Energy Futures Are Rallying Wednesday After Touching 6-Week Lows During A Heavy Sell-Off Tuesday
Energy futures are rallying Wednesday after touching 6-week lows during a heavy sell-off Tuesday. Inventory draw downs are getting some of the credit for the early bounce, while the predictably unpredictable saga of the war in Gaza is contributing to the back and forth action with headlines simultaneously highlighting ceasefire talks, and a new offensive.
The spread between RBOB gasoline in Chicago vs LA was nearly $1/gallon yesterday with Chicago-land values commanding a 65-cent premium to futures, while LA spot CARBOB held at a 30-cent discount. That spread will begin shrinking today as power has been restored to the Exxon Joliet refinery, and LA CARBOB is up more than 20 cents/gallon after transitioning to August delivery cycles.
The API reported inventory draws across the board last week with crude stocks down nearly 4 million barrels, gasoline inventories down by 2.8 million barrels and diesel inventories down by 1.5 million barrels. The EIA’s weekly report is due out at its normal time. We expect to see PADD 2 refinery runs drop by close to 200mb/day due to the downtime at Joliet and a recovery bounce in demand following last week’s holiday hangover.

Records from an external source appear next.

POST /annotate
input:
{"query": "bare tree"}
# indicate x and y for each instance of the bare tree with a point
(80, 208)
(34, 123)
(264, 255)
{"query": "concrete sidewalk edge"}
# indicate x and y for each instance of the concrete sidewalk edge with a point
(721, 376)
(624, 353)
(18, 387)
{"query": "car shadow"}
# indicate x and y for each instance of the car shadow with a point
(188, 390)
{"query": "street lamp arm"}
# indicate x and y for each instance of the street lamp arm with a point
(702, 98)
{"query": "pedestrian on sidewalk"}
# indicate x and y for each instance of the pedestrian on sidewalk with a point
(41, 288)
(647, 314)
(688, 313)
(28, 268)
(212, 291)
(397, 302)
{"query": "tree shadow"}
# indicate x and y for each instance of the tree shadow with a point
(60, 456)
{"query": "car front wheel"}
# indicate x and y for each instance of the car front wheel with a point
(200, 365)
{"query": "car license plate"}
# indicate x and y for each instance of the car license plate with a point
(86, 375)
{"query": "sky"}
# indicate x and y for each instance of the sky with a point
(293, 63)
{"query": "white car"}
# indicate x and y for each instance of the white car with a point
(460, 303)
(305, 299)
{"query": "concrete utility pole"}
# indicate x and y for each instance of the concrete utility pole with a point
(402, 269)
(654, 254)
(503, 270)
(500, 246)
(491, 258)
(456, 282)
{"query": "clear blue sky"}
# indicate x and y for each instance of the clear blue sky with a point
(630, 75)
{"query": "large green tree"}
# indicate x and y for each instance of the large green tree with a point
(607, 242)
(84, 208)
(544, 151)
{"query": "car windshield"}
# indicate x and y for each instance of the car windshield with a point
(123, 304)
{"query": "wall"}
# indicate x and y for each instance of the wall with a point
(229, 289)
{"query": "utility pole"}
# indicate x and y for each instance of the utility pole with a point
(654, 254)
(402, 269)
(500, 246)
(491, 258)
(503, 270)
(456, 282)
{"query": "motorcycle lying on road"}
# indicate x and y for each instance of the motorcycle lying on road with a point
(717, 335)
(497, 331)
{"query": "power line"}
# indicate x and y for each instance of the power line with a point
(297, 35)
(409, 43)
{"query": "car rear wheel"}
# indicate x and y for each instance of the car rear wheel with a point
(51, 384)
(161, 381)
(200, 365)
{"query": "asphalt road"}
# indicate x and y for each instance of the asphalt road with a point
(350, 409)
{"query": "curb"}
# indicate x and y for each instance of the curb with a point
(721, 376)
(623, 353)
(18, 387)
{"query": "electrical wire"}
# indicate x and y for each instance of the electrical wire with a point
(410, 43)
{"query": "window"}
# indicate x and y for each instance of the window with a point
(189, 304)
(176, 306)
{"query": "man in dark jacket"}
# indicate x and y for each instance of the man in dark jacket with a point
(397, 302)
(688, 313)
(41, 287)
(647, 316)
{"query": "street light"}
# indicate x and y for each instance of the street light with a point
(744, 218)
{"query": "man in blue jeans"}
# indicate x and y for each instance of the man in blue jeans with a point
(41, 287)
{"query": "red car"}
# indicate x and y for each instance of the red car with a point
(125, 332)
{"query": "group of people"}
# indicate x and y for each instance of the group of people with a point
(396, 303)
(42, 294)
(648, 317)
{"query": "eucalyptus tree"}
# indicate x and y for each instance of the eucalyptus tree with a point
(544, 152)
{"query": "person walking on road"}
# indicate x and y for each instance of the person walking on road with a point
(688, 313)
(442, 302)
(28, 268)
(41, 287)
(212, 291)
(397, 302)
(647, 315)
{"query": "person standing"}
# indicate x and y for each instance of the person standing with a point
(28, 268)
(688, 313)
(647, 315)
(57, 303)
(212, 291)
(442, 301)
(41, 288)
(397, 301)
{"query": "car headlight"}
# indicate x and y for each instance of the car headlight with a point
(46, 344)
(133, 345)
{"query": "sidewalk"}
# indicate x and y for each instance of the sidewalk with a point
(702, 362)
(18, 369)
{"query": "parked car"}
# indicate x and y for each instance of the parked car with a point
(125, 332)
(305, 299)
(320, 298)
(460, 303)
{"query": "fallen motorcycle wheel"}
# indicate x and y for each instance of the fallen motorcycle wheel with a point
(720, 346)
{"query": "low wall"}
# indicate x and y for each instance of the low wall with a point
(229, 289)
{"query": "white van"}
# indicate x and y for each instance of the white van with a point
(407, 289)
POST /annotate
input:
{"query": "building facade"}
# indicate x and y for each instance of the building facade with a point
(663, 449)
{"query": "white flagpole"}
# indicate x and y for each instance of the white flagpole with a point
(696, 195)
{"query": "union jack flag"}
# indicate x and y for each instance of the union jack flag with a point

The Atlantic remains quiet with no tropical activity forecast for the next week, but heavy thunderstorms are sweeping across large parts of the US, which will no double act as a damper on demand in the back half of this week. On the supply side, heavy rain and thunderstorms targeting the Beaumont/Pt Arthur and Lake Charles LA regions today puts roughly 15% of US refining capacity at risk for disruption. While these storms aren’t nearly the threat of a hurricane, we’ve already seen 2 of the refineries in that area knocked offline in July due to power issues, and we know the TX grid is proving vulnerable, so it will be a concern over the next 24-36 hours.
RIN values reached their highest levels in 6 months Tuesday, with both D4 and D6 values climbing above $.67/RIN. The rally comes as industry groups attempt to lobby congress this week to reinstate the biodiesel blenders tax credit, which is set to be replaced by the clean fuel producers credit at the end of the year. The main differences with the new CFPC rule is that it requires proof of reduced carbon intensity in order to qualify for more credit, and won’t apply to importers.
The import flows of biofuels is becoming more of a focus lately as European Union officials have slapped anti-dumping tariffs on Chinese biodiesel to alleviate pressure on local producers who have been facing negative margins for nearly 2 years and have also opened an investigation into how that Chinese bio is being certified to qualify for the various government credits that subsidize the industry.
Meanwhile, Renewable Diesel producer Braya Renewable Fuels has been charged with a dozen different health and safety violations at its converted Newfoundland refinery after an explosion that killed 1 worker and injured 7 others in 2022. In the US, another distributor settled with the EPA for more than $1 million in penalties over violations of the renewable fuel standard and other clean air program requirements.